Portrait inspirant : Fanny Britt, toute vérité est bonne à lire!

Portrait inspirant : Fanny Britt, toute vérité est bonne à lire!

Je referme le livre Les retranchées de Fanny Britt, après avoir eu le cœur qui s’est serré à quelques reprises, après avoir eu le regard qui s’est embué, sans vraiment savoir pourquoi, sans pouvoir mettre le doigt sur un élément en particulier. Simplement, peut-être, car ce qu’elle écrit est rempli de vérité. Peut-être aussi, car le vrai est de moins en moins présent dans notre réalité submergée par les médias sociaux.

La simplicité du réel

Derrière ce livre d’une si grande simplicité : un petit format, deux teintes de gris, une écriture rosée; se cache une grande écrivaine à l’orée de la quarantaine. Elle semble porter en elle la même simplicité que ce livre. Celui-ci ne possède aucune fioriture pour accrocher notre regard. D’ailleurs, à la librairie, on a dû le chercher, dans le minuscule rayon des Essais, loin de la table des nouveautés. L’emphase n’est pas mise sur le contenant, tout est dans le contenu. Alors que dernièrement j’avais été déçu de me retrouver avec des livres accrocheurs, mais avec aucun contenu, un peu à l’image d’une certaine facette de notre société, ça m’a rassuré de tenir ce livre entre mes mains. La simplicité et la vérité ont encore leur place? J’ose croire que les mots de Fanny Britt trouveront leur chemin, à leur façon.

Une dramaturge, écrivaine et traductrice, bref une magicienne des mots

Fanny Britt est originaire d’Amos, en Abitibi, mais elle est vite devenue une Montréalaise dans l’âme alors qu’elle y est déménagée durant son enfance. Ses parents venaient de se séparer, elle y a emménagé avec sa mère. Une situation commune, comme pour plusieurs de ses amis, mais qui a inévitablement forgé son parcours.

Dès qu’elle a su écrire, elle s’est mise à rédiger des histoires. Elle n’en est donc pas à ses premiers écrits, loin de là! Elle qui pensait devenir professeure de littérature a pris une autre direction lorsqu’elle a découvert le programme d’écriture dramatique de l’École Nationale de Théâtre du Canada.

D’abord dramaturge, elle a écrit de nombreuses pièces dont Bienveillance et Hurlevents.
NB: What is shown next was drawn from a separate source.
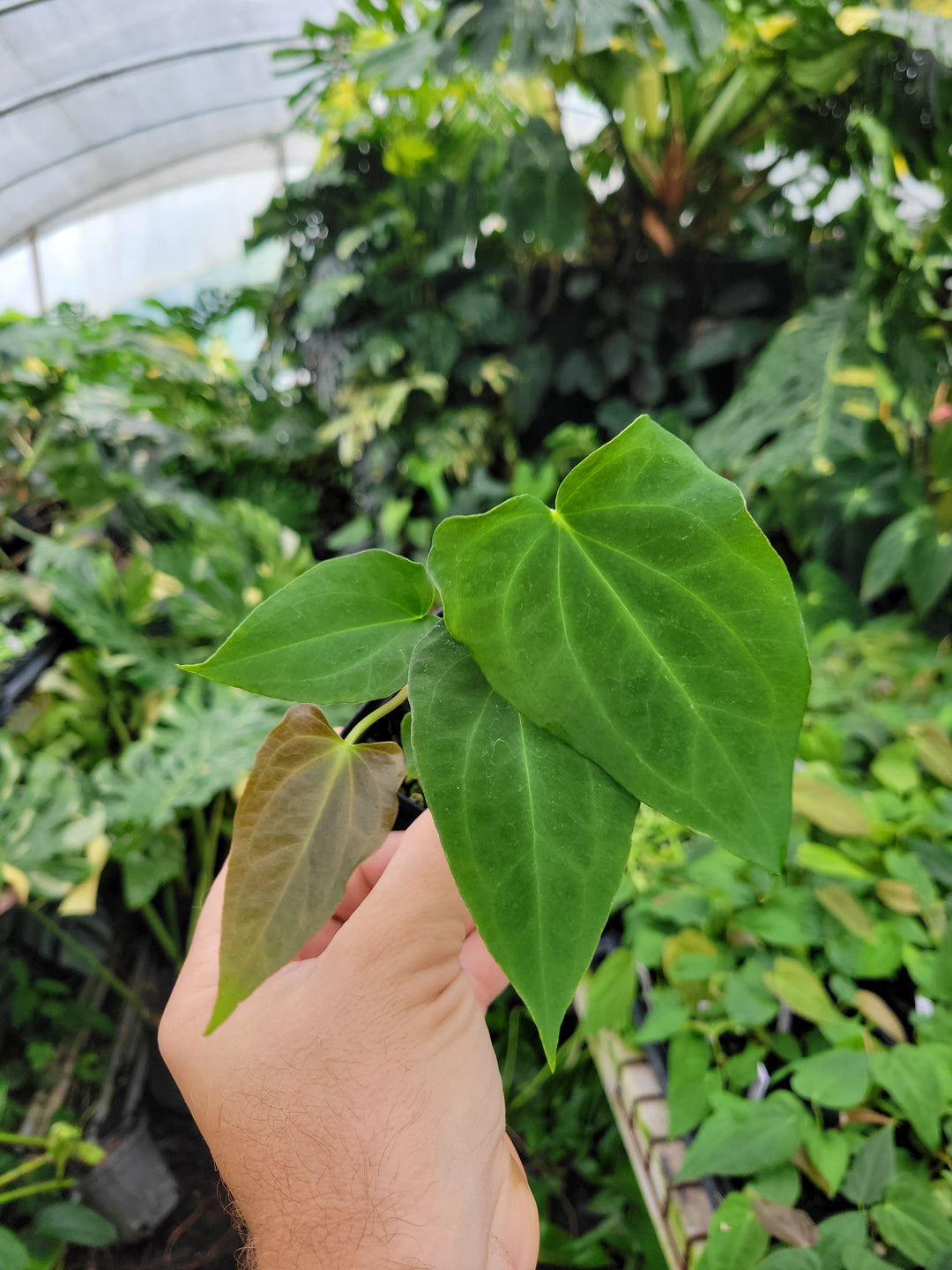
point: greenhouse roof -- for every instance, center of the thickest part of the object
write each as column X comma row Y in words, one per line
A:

Toutefois, puisque ses mots ne sont pas confinés à un format et à un public prédéfini, elle a aussi écrit des romans, dont deux romans graphiques pour la jeunesse avec l’illustratrice Isabelle Arsenault, Jane, le renard et moi et Louis parmi les spectres et collaboré à la scénarisation de la série Tactik et Nouvelle adresse.

À travers son œuvre diversifié, elle y a aussi ajouté deux essais, un premier paru en 2013 : Les tranchées, maternité, ambigüité et féminisme, en fragments et un second en 2019 : Les retranchées, échecs et ravissement de la famille, en milieu de course. Et même si la course est plutôt tendance, ici il n’est pas question de la course à pied, mais bien de la course à laquelle on se livre au quotidien dans notre société.

Un discours à contre-courant

Sa feuille de route est longue. Elle mérite déjà toute mon admiration. Mais, ce qui la rend si inspirante à mes yeux s’avère son discours à contre-courant qu’elle assume totalement, particulièrement dans son dernier essai, Les retranchées.

Dans ce livre, on n’y trouve pas de réponses, encore moins des condamnations. Fanny Britt soulève des questionnements à l'ère des médias sociaux. Elle mentionne en entrevue qu’avec la tribune qu’elle possède en tant qu’auteure, elle a la responsabilité de la lucidité, même si c’est inconfortable. Et cette lucidité, nous en avons bien besoin.

Alors dans ce livre, elle remet en question, entre autres, la famille Instagrammable, cet idéal de perfection. Pourquoi sommes-nous obnubilés par ces images? Comment se fait-il que la ligne entre le réel et l’image derrière nos écrans se brouillent de plus en plus? Pourtant, comme individu, nous devons être capables d’envisager l’imperfection, tout comme nos échecs qui font partie de notre cheminement. Non seulement nous ne pouvons pas être parfaits, mais nous ne devons pas l’être!

Ces images de perfection nous poussent à valoriser ceux qui repoussent sans cesse leurs limites. Mais, au fond, est-ce réaliste de penser que nous pouvons toujours les repousser, dans toutes les sphères de notre vie?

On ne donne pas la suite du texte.